Xbox One (Durango) Technical hardware investigation

Status
Not open for further replies.
He doesn't mean half he meant points 1-2 in the slide. This one

eqwaeegqd6icqtk723ve.jpg


One thing I wonder about "put the sky in DRAM" thing is, what if in the middle of a big chaotic battle, one looks down just enough where the sky is not onscreen? Will framerates plummet?

I suppose you'd likely then have a big patch of inactive "ground" on the bottom. Which you could theoretically put in ESRAM instead of sky. But would this be dynamically possible? Or what about if just the whole screen is filled with action and effects blotting out the sky?
 
That presentation is interesting.

Interestingly they list all the specs as we know them, 853 mhz GPU etc, but list the ESRAM as 102 GB/s (not 109 or 204), with the caveat "sometimes faster in practice".

Also interesting to me was they called out the DDR3 as "low latency". Which we haven't heard a lot. Although did not say compared to what.

And if they write it that way, then going forward we shouldn't deviate from that number until they specify again otherwise.

102 + 67 it is.

2nd wave of titles tackling pts 3-4 is interesting. Pt 4 in particular sounds like it is what makes the bandwidth "increase" above 102 GB if you are going to Async DMA resources in and out of ESRAM while it's rendering on ESRAM.
 
Well it should be at least 109 I think after the upclock. Probably just using old specs there.

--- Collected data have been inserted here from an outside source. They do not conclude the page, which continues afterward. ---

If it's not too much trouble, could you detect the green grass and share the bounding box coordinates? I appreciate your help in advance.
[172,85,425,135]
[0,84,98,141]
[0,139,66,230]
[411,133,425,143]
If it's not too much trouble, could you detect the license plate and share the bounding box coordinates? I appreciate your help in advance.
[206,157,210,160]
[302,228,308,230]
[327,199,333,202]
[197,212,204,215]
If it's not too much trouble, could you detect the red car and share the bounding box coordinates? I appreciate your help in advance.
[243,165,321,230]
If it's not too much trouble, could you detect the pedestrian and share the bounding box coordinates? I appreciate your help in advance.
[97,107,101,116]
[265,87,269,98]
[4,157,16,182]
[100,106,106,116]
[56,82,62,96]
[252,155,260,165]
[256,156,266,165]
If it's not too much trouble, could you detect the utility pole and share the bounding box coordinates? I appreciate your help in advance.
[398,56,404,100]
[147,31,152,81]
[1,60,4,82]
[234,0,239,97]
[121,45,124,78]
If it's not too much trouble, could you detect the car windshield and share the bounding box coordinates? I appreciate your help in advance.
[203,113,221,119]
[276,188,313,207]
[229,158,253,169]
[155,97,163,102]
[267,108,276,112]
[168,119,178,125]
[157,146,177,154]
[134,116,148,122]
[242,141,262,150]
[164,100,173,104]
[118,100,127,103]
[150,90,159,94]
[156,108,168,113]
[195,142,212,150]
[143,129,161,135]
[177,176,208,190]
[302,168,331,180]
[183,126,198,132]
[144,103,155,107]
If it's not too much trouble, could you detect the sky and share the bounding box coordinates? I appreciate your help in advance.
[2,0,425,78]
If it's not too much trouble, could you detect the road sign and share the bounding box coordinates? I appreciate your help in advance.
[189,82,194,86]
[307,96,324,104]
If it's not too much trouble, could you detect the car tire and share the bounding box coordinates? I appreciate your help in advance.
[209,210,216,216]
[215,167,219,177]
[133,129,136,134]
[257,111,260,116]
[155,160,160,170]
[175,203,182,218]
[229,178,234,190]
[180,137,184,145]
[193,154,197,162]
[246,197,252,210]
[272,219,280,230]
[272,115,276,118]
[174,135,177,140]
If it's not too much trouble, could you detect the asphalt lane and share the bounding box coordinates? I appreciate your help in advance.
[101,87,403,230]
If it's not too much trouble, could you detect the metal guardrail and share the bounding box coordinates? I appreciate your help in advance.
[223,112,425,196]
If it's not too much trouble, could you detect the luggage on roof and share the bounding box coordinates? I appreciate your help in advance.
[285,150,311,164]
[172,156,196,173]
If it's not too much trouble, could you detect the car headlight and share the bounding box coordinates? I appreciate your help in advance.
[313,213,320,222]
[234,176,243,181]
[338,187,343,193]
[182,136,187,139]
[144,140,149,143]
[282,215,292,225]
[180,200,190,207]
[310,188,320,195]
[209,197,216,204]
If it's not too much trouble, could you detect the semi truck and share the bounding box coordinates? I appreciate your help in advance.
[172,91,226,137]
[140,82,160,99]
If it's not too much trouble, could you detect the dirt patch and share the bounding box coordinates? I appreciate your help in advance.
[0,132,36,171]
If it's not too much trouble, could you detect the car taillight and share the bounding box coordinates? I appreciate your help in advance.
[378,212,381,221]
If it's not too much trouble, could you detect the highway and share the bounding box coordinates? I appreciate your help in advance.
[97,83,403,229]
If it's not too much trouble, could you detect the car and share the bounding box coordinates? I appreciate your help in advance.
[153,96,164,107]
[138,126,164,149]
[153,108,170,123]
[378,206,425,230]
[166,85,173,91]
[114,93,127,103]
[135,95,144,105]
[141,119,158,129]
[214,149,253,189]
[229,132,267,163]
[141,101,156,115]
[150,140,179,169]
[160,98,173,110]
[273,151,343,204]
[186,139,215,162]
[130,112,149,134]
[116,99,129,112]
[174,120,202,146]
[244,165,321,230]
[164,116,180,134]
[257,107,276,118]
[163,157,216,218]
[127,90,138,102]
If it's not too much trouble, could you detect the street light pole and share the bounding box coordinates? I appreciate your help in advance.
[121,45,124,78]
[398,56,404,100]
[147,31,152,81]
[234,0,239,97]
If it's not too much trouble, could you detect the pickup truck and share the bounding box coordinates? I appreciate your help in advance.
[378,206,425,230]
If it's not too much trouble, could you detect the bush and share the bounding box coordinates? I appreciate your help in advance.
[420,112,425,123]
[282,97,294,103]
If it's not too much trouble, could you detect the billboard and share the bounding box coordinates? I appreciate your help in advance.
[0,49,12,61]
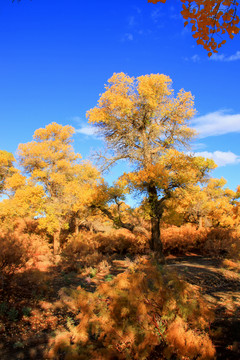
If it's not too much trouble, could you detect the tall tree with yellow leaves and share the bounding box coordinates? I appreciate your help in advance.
[87,73,214,257]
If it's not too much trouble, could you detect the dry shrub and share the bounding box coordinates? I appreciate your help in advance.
[47,259,215,360]
[201,228,240,259]
[24,307,58,332]
[162,224,205,255]
[62,229,149,270]
[0,219,52,287]
[162,225,240,259]
[95,228,149,255]
[61,232,105,270]
[165,317,216,360]
[0,230,31,278]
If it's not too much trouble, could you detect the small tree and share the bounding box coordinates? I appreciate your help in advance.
[17,122,100,254]
[164,177,239,229]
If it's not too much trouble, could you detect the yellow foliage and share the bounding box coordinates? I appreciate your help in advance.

"Sometimes faster in practice" probably equals the extra read/write bandwidth, 140-150 GB in practice, up to 204 in theory (and we use theoretical max in every other bandwidth spec)
 
He doesn't mean half he meant points 1-2 in the slide. This one
Exactly, sorry for not being clear XD

One thing I wonder about "put the sky in DRAM" thing is, what if in the middle of a big chaotic battle, one looks down just enough where the sky is not onscreen? Will framerates plummet?

I suppose you'd likely then have a big patch of inactive "ground" on the bottom. Which you could theoretically put in ESRAM instead of sky. But would this be dynamically possible? Or what about if just the whole screen is filled with action and effects blotting out the sky?

Yeah, I would like more details on that too. But I can't see that being a feasible suggestion unless you can re-split the buffer very fast, like each frame so you never see prolonged frame drops.

I did find interesting that pretty much all their performance tips were something like: Use the esram for everything you can. And coordinate the DMEs so they can help using ddr3 as a cache... It does seem that the issues on framerate/resolution are to blame on esram.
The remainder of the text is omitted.